The campaign's goal is to put an end to the mass surveillance initiated by governments

Aug 16, 2012 14:20 GMT  ·  By

Anonymous has released a new video to announce the start of an operation that’s aimed at the mass surveillance systems governments and corporations are allegedly using to spy on citizens. The campaign is called Operation Big Brother (OpBigBrother) and a number of targets have already been named.

“If Governments and corporations reach their goal to use network surveillance technologies to take control of our world, they will clear Freedom from both the real life and the Internet. That means Anonymous won’t be able to continue helping humanity,” the hacktivists stated.

“They plan to destroy each form of protest including Anonymous. That means that Anonymous members will be tracked and neutralized if we do not unite against surveillance,” they added.

“Let the HIVE begin the strongest online and offline worldwide protest ever seen in the history of humanity.

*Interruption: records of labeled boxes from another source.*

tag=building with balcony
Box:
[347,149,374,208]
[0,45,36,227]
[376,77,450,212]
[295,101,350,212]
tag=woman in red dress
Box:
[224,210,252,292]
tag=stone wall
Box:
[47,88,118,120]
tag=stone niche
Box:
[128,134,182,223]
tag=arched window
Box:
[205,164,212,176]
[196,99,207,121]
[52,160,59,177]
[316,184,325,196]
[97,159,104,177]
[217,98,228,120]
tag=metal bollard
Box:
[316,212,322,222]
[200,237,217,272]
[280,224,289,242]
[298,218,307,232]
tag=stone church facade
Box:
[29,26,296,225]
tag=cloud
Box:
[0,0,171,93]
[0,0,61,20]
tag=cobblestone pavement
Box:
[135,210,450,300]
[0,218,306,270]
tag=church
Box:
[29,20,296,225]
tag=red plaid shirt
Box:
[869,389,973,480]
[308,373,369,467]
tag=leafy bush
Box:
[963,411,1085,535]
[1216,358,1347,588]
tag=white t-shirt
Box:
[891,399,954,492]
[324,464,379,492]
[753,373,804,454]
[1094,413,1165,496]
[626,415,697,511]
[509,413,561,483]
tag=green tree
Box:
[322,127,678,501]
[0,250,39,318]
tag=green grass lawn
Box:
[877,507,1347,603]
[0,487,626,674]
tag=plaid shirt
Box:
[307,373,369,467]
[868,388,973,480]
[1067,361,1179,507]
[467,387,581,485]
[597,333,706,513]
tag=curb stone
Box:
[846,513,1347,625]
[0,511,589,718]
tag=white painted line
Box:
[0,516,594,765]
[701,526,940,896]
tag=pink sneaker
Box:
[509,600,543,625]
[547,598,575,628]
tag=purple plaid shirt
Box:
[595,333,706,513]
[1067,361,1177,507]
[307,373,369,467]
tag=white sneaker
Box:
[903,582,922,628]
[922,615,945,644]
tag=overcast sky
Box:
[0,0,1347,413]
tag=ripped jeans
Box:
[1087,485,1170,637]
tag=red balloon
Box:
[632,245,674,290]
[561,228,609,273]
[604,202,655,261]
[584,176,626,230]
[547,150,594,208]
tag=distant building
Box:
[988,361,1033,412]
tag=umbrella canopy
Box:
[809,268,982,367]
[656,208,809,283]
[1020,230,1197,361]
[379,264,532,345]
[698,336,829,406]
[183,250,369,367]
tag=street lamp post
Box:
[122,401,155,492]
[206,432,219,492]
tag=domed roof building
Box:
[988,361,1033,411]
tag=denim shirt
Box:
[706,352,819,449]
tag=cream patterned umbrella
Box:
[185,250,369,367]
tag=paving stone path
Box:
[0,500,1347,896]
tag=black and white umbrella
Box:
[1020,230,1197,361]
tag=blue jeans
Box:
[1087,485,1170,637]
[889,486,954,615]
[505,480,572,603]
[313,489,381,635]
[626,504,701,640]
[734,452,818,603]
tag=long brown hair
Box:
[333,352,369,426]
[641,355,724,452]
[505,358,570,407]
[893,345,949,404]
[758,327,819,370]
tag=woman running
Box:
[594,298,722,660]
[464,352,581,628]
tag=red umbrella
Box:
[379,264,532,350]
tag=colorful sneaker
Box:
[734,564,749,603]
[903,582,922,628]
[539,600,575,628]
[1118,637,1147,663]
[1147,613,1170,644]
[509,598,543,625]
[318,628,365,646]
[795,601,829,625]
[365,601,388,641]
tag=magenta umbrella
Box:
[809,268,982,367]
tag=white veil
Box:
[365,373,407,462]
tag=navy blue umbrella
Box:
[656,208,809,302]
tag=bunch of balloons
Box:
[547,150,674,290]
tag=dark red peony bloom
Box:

They showed they had no limits, we will show our power goes well beyond. Worldwide governments, evil corporations time of summations is over.”

The list of targets includes several organizations considered to be partners or supporters of the controversial INDECT project: the European CBRNE Center, Behavior Security and Culture (BeSeCu) from Germany, the Istituto Affari Internazionali (IAI) from Italy, SINTEF from Norway and many others.

The websites of companies from Bulgaria, Greece, Poland, Spain, the United Kingdom, Czech Republic, and Sweden are also on the list.

Those who coordinate the operation urge supporters to steal information from databases, deface websites and, if anything else fails, launch distributed denial-of-service (DDOS) attacks on the targets. They’ve even made available a defacement page model.

We’ll return with more information as the campaign unwinds, but the first target for a DDOS attack seems to be the Robert Koch Institute from Germany.